First a couple of facts, 1. he is university standard education, however chose to spend some time travelling after he hated his job... So has lived in Thailand, hong kong etc. 2. He is a dive intructor on a higher wage than me and adores his job. 3. He has no plans to want to live in the UK, as he says who would want to dive in the English waters, they're freezing..... And 4. He said he'd be quite happy to travel again with me if I didn't enjoy life in Egypt. For example places like Thailand. As long as he can dive and he has me, he seems happy to float. 

So I am desperately trying to find the flaw in him, and the con that's surely about to creep up on me.

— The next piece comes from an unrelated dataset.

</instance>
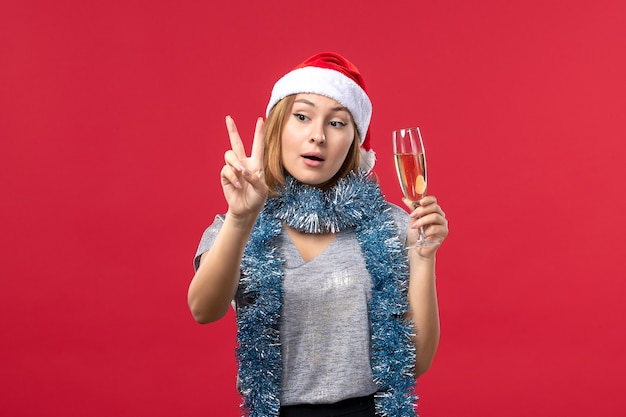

But he seems to check out. He's 27 and the eldest son, so he was exempt from national service. 

Although he is Muslim, and does not drink, he seems to only mildly chastise me if I have a glass of wine and I just scowl at him. We seem to understand each other well, and are good with compromises. 

So if anyone has any advice on whether I should go back there and give it a go, or can spot the con/issue please let me know what I'm letting myself in for. I've read a few of these posts and just wanted a more personal set of advice . 


Thankyou all in advance  
Xxxxxxxxxx


----------



## canuck2010 (Jan 13, 2010)

Can someone truly know anyone in 4 months? I doubt it.


----------



## MaidenScotland (Jun 6, 2009)

No love stories on this forum thank you... you really do not want to know what we think and know through experience.. just read through your post again and answer all your questions as if a total stranger had written them.. only mildly chastise ... there is your first big warning bell, heed it!!


----------